When I was a little guy (somewhere in the distant past) the first title I earned was “baby of the family”. The position had its perks…as I recall. Even though my parents took in several kids on a foster basis and raised two of the children as their own until adulthood, they were older than me and my position as “baby of the family” was secure.
When chores were handed out, mine were lighter. When responsibilities were relegated, mine were almost nonexistent. When it came to bath time, I had to go first because I had to go to bed first. I hated that back then but I’m thinking it’s a benefit now. If you were to ask my siblings why Eric was treated differently they would say, “…because he’s the baby of the family”.
I lost that title when I was 10 years old. My Mom brought home a little baby from the hospital. I can remember feeling sad that I wasn’t going to be the “baby of the family” anymore. That’s when I became “The Middle Child”! I’m not too sure how well I did there.
As time marched on, I can remember the great feeling of pride I would get when someone would refer to me as “young man” or “young adult”. I know I would stand a little taller with both hands on my hips (an almost Superman pose…but no cape) when I would hear these terms. Yet, whispering the word “teenager” would make me feel like I was wearing something from the barn lot on the bottom of my shoe.
I progressed from there. When I started dating, to the girls’ family, I was “the boyfriend”. That title made me feel dirtier than “teenager”. Now, as a father looking back, it is suppose to give that feeling, and I intend to use the term that way myself!
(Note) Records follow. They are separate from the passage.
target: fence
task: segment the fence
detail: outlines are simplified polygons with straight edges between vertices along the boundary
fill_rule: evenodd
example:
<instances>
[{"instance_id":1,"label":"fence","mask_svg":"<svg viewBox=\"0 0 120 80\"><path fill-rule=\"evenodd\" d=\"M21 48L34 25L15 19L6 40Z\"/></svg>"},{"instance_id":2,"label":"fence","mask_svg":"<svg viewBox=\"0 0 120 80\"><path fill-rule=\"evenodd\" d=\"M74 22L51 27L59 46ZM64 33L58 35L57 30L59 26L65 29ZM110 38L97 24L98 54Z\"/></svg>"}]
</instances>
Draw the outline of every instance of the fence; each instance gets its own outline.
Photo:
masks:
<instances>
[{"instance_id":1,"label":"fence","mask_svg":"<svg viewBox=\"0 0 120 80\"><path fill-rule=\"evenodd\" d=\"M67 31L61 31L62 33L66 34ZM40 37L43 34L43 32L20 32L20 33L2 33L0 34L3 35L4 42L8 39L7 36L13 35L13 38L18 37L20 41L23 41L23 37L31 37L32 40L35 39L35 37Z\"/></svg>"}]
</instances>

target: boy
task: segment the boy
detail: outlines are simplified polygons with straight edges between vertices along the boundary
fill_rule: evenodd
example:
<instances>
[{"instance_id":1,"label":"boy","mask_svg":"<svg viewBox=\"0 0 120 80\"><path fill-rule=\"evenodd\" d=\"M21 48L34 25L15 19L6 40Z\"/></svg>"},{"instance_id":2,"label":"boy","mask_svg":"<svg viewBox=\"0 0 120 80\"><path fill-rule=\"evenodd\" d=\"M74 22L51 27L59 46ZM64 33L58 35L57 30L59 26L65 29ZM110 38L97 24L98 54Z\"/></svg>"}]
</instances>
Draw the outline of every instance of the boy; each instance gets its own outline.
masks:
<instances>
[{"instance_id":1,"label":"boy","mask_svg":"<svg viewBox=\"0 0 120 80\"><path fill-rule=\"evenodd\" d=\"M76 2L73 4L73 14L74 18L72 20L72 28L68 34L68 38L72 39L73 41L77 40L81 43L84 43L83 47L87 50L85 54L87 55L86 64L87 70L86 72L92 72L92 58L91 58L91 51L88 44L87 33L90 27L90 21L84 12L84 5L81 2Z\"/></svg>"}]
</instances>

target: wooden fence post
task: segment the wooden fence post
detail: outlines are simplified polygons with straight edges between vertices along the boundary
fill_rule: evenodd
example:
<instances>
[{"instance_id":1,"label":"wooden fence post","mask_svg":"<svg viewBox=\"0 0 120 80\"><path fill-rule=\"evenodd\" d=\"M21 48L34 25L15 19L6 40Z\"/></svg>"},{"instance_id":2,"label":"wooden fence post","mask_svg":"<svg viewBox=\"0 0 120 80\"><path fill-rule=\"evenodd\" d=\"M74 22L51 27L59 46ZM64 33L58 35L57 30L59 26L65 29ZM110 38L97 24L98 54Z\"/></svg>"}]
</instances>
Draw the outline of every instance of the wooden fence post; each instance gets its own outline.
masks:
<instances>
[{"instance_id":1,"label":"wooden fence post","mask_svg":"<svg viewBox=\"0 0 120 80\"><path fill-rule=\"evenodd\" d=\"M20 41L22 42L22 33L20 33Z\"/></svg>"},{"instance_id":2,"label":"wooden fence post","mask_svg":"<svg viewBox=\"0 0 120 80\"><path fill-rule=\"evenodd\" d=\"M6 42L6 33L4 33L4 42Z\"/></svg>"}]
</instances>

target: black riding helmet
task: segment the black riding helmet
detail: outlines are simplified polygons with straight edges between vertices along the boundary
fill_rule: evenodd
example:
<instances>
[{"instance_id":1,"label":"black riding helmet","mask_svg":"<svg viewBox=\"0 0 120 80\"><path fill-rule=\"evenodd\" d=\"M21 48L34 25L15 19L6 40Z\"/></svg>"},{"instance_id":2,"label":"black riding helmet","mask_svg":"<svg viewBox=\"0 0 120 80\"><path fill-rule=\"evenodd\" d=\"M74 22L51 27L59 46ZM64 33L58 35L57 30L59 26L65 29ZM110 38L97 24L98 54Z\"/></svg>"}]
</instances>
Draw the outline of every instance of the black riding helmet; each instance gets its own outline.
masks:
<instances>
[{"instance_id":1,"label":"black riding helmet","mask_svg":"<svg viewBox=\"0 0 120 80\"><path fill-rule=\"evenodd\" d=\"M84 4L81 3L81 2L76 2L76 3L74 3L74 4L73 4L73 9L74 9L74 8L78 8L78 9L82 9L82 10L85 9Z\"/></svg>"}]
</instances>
When I got married, I became “Mister Hambrock”. I wasn’t ready for that term and I still shy away from it. To use a phrase from a movie, Mister Hambrock “… is my father.”
Shortly after the wedding (9 months to be exact) I became “Dad”. That is my favorite title…most of the time…when things are going good. I mean I love being “Dad” when my boys are scoring touchdowns and my girls are handing out kisses. But, when there’s trouble in the house, “Dad” is not the title you want to have.
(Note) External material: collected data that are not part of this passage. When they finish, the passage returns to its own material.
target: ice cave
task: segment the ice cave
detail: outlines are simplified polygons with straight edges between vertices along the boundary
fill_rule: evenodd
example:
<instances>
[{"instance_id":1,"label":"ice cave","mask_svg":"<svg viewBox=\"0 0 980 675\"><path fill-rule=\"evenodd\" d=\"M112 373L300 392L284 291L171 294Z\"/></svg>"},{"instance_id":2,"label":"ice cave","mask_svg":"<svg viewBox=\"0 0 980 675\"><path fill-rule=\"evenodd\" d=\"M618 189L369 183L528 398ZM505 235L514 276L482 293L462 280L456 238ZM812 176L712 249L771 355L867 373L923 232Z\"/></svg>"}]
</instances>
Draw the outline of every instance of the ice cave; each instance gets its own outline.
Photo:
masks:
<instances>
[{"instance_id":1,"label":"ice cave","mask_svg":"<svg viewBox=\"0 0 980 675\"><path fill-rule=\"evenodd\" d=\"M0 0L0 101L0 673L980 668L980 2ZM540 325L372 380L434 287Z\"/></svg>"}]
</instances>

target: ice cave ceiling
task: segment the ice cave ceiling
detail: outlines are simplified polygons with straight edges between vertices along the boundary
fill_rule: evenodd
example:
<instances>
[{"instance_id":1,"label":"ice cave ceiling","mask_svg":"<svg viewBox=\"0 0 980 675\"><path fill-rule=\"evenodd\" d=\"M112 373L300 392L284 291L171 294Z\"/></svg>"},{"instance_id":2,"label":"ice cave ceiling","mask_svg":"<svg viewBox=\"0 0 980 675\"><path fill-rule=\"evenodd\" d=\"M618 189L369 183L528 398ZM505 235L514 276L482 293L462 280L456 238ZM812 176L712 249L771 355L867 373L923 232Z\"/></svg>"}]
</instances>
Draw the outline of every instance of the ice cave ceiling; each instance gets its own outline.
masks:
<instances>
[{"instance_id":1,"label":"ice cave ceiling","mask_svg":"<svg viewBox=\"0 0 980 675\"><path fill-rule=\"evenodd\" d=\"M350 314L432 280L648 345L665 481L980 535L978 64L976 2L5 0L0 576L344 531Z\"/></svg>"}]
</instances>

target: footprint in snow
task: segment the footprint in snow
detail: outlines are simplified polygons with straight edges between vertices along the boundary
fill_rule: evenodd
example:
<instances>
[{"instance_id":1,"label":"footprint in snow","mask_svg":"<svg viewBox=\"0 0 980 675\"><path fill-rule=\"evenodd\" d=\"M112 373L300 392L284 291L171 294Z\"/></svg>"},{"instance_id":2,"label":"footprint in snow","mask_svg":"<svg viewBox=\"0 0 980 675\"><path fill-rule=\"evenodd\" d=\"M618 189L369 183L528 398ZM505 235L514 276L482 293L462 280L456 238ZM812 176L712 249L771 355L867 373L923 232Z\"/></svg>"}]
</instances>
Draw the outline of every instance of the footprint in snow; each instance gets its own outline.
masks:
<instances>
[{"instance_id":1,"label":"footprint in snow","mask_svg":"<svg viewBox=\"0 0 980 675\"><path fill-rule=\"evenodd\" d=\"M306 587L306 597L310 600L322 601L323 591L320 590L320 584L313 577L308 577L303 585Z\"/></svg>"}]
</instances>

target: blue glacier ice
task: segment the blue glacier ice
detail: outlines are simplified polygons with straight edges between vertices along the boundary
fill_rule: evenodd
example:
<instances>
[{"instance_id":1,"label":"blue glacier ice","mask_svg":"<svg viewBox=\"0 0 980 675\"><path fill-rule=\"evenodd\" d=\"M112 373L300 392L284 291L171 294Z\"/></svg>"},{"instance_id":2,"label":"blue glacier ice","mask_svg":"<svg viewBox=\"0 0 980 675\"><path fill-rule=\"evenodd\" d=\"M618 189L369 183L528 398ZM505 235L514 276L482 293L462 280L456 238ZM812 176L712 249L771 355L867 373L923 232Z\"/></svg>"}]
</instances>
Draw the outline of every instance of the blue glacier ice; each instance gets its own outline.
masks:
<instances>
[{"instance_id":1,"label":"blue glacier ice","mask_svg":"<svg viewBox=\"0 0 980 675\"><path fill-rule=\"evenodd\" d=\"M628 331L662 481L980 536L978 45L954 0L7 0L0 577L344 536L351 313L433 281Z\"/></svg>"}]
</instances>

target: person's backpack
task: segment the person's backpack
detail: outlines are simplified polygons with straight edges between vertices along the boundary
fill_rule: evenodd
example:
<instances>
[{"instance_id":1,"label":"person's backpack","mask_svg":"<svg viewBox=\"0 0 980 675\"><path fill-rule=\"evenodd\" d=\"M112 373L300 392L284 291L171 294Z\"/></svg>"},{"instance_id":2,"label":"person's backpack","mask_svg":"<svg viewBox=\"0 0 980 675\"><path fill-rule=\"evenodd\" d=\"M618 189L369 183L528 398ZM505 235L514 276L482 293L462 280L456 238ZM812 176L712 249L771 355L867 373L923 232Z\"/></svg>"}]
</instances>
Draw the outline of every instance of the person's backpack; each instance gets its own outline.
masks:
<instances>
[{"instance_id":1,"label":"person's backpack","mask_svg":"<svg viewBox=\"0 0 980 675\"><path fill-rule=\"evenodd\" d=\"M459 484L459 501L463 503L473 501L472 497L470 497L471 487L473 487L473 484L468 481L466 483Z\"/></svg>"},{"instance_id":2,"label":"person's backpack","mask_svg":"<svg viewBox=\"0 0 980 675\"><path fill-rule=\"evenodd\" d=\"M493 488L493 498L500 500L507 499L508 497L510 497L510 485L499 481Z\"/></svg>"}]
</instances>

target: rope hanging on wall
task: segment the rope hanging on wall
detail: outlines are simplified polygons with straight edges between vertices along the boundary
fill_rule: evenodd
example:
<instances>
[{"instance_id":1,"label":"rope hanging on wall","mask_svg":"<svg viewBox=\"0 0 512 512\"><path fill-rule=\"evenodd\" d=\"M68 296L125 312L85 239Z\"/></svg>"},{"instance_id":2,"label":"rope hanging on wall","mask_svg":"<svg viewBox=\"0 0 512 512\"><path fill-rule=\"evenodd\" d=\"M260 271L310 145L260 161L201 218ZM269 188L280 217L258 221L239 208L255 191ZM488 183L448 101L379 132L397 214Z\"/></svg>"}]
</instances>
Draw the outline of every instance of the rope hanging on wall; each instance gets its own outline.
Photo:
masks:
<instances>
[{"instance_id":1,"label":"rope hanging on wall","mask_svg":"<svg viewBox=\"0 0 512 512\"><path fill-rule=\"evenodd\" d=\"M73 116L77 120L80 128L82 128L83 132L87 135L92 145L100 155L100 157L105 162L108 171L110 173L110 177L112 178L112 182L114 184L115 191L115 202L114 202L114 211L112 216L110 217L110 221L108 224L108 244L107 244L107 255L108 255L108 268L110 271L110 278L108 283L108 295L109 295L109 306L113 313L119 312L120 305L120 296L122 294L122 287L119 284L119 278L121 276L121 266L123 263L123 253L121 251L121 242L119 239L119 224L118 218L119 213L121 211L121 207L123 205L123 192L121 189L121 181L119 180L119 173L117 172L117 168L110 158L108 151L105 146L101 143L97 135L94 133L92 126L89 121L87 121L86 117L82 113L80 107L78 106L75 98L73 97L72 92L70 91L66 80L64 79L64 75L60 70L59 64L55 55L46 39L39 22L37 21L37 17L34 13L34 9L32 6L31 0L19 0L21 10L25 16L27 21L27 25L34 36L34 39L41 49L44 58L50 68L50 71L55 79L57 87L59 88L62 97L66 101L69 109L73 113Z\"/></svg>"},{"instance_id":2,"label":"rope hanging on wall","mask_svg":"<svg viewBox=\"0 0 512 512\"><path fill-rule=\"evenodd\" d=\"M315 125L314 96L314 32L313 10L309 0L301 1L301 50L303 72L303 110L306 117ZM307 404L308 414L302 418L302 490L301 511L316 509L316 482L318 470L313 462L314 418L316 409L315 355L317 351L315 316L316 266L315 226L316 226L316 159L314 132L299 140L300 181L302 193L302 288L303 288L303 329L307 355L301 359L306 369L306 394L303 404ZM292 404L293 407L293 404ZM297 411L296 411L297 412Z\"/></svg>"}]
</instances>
So….my oldest son calls a couple of months ago to inform me that I am going to be a “Grandpa”.
“Grandpa”…I struggle just typing the word. I can’t fathom that I am old enough to be a “Grandpa”. I told my wife that I don’t have enough white hair to be a “Grandpa”. She laughed.
I’m too young to be “Grandpa”. I still see myself as a mature 21 year old. I don’t know how to do “Grandpa”. I don’t like Cardigan sweaters and I loathe plaid, polyester pants! I do hobble a little, but I still have all my own teeth! So, you see, I can’t seem to embrace the title “Grandpa”. I’m just not feeling it.
What I am thinking, is that when the time comes for it to matter maybe I’ll be ready. In the 4 to 5 years that it will take for this little person to grow and form bonds with a “Grandpa” and “Grandma” I will be able to embrace the concept behind the title. You know, 4 to five years is a long time. Who knows maybe the little one won’t like the title “Grandson” or “Granddaughter”. After all, it is just a title...its the relationship that matters.